The university has declined to elaborate on the details of Dr. Bishop's tenure application, saying only that she was denied last spring and that she could stay at the university only until the end of this academic year. Even if a faculty member successfully appeals a tenure denial, the final decision rests with the administration.
The Huntsville Times' Lee Roop picked up on that theme. Writes Roop:
Bishop's husband, Jim Anderson, said Monday that Bishop won her appeal at one level based on "inadequate review" of the dossier, but that Kharbari "turned that down."

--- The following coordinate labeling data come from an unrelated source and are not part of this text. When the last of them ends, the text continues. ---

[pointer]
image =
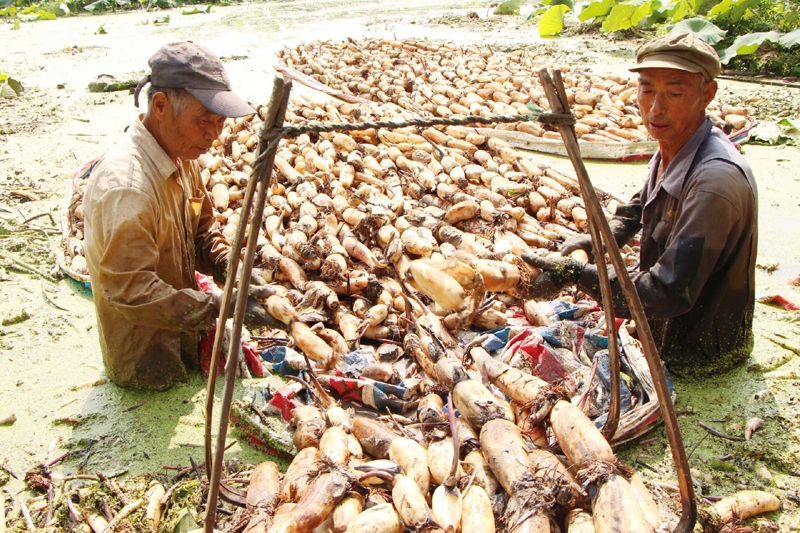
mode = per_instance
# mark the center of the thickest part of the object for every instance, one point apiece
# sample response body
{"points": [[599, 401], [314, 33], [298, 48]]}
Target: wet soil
{"points": [[51, 361]]}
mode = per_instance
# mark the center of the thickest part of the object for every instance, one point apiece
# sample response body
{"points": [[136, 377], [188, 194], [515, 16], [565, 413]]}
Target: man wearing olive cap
{"points": [[697, 213], [149, 223]]}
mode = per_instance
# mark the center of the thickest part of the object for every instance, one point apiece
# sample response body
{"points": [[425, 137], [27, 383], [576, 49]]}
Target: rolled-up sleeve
{"points": [[127, 272]]}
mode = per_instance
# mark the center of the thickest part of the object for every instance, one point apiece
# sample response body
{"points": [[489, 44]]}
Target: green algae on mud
{"points": [[726, 402]]}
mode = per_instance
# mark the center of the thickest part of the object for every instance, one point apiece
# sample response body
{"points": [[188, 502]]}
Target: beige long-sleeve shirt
{"points": [[148, 225]]}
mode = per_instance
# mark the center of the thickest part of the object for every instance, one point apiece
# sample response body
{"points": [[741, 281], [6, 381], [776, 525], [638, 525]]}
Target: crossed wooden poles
{"points": [[603, 243]]}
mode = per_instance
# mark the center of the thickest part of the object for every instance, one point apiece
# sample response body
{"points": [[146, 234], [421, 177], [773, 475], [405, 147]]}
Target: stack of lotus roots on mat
{"points": [[425, 388]]}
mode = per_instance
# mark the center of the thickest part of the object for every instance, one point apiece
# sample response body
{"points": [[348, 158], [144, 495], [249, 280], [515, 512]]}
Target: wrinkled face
{"points": [[673, 103], [190, 134]]}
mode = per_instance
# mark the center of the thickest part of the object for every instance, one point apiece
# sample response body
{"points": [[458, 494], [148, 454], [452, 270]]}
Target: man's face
{"points": [[673, 103], [190, 134]]}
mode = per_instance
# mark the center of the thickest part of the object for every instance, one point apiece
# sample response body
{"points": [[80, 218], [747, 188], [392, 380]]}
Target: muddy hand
{"points": [[578, 242], [556, 274], [257, 317]]}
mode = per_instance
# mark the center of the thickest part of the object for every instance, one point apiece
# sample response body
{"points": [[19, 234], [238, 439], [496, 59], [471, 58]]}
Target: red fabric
{"points": [[545, 365], [348, 389], [282, 401], [777, 299]]}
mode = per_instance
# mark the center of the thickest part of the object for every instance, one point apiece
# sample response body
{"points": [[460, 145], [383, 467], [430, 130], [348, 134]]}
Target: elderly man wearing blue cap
{"points": [[149, 223], [697, 213]]}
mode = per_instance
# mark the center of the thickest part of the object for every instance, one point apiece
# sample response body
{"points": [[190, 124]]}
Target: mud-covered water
{"points": [[58, 126]]}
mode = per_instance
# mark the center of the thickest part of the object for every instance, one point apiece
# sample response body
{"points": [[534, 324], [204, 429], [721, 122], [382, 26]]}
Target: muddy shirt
{"points": [[148, 225], [696, 276]]}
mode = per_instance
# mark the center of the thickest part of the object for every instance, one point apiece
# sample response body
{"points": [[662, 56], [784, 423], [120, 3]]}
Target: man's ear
{"points": [[160, 106]]}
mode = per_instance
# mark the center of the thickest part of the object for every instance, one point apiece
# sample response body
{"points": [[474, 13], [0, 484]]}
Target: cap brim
{"points": [[223, 103], [672, 61]]}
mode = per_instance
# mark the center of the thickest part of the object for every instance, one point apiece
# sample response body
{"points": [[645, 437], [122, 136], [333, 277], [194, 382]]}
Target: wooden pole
{"points": [[263, 172], [558, 102]]}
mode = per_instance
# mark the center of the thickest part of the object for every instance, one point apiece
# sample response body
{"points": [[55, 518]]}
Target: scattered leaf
{"points": [[99, 4], [747, 44], [705, 30], [625, 16], [552, 22], [731, 10], [509, 7], [790, 39], [596, 9]]}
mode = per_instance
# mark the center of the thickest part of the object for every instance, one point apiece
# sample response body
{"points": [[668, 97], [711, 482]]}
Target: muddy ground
{"points": [[51, 353]]}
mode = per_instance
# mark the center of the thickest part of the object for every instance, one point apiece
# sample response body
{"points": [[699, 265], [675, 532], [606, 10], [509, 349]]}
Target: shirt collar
{"points": [[673, 178], [145, 140]]}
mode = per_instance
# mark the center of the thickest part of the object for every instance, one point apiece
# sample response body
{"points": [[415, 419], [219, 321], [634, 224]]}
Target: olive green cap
{"points": [[681, 51]]}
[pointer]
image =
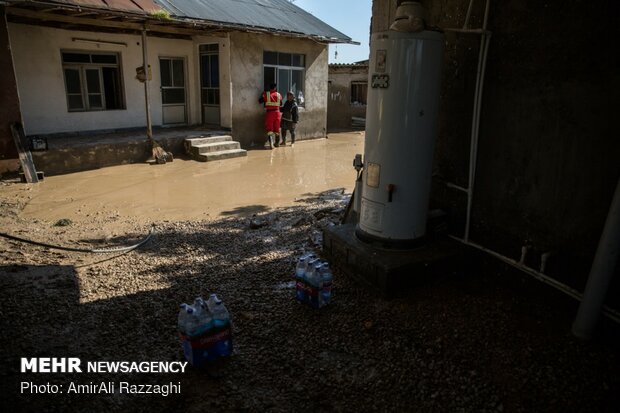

Administrators overriding the findings of review committees seems to be an ugly pattern at UA. I know of at least two other similar situations:
* In my case, UAB's own employee grievance committee found that I should not have been terminated. I sat through the entire four-hour grievance hearing, and there was no evidence that I should have been disciplined at all. Based on the findings, the committee apparently did not believe a number of statements from my former supervisor, Pam Powell. And yet, UAB's HR director at the time, Cheryl Locke, ignored her own committee and upheld my termination. UAB President Carol Garrison signed off on that.
* In the Seema Gupta case, a rogue program director named Dr. Allan Wilke apparently caused many of the problems at the family-medicine residency program in Huntsville. Wilke was demoted after Gupta left the program and filed a lawsuit; he now teaches at a school in The Bahamas. But Wilke didn't leave until he had badly damaged the careers of multiple residents. In Gupta's case, Wilke non-renewed her after the second year of a three-year program, even though the head of the internal medicine program said she already was performing at a third-year level. Gupta appealed and a review committee found that she should not have been non-renewed. She returned to the program, and Wilke promptly placed her on probation--even though the review committee had made no such recommendation. That caused Dr. Gupta to leave the program, in what appears to be a classic case of "constructive discharge" under the law.